ISM: Is this the mother of all inventory corrections?
The June 2009 Manufacturing ISM Report On Business® came out today and we saw yet another rise in the PMI to 44.8. While equity markets in the U.S. seemed pretty pleased that the numbers continue to go up, I found this report a bit troubling. Let me tell you why.
Back on January 2nd, we saw the ISM at a 28-year low of 32.4. With 50 as the break even between contraction and expansion, 32.4 was showing a deep, deep recession for the manufacturing sector. Since then, things have picked up considerably. In fact the ISM data indicates that the overall economy is growing for the second month in a row – and at a faster rate.
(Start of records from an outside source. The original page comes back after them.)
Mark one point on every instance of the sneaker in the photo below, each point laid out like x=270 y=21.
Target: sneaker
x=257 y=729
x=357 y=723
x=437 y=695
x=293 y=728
But what bothers me is the uneven picture painted by the areas highlighted in red. They point to an increase in production which is no longer predicated on growth in new orders. In short, we may be seeing a huge inventory restocking huge slowdown in the inventory purge – and that’s it. Notice how new orders are now contracting. Yet, inventories are considered too low. That has caused the manufacturing sector to crank up production to the point where production is now growing.
Translation: manufacturing and production are now adding to GDP instead of subtracting from it. This is something I certainly anticipated (see my post “Third quarter auto production to be significant boost to U.S. GDP”). However, it looks more like this increase in production is merely a response to the low level of inventories. Until we see new orders firmly above 50 on this survey, you should be sceptical as to the sustainability of any increases in production.
According to the ISM, the following is reflective of what survey respondents are saying:
- “Customer inventory burn is complete and real demand has reappeared.” (Machinery)
- “… a lot of people are requoting old business and using favorable pricing to negotiate with their current suppliers.” (Computer & Electronic Products)
- “Banks are reluctant to lend to businesses, and until this changes the economy will continue to be weak.” (Fabricated Metal Products)
- “Slow June, but firm large orders in July, August and September.” (Food, Beverage & Tobacco Products)
- “Market appears to have bottomed out as aftermarket has picked up slightly over the past month.” (Transportation Equipment)
Based on this, one would surmise that production is ready to ramp up to meet new demand. All that is needed is more available credit. However, we will need to see new orders confirm this in the third quarter or this will wind up as the mother of inventory corrections and nothing more.
Source
ISM Manufacturing Survey – Institute for Supply Management
It will take a full quarter of good news before anyone can say with relative certainy that things are improving. The last 2-3 weeks have been full of “green shoot” irrational exuberance sans enough data points to support it. So far there are enough data points on continued contraction that I for one say it is far too early to make a call for recovery. The PMI points above are a case in point. An argument can be made for either side.
Exactly. Sure, I have been saying recovery is likely. But, I am well aware of what the risks to that outcome are. This report is very much a negative despite the headline number. Let’s see where new orders are in July.
I am still waiting for Alcoa to report earnings too.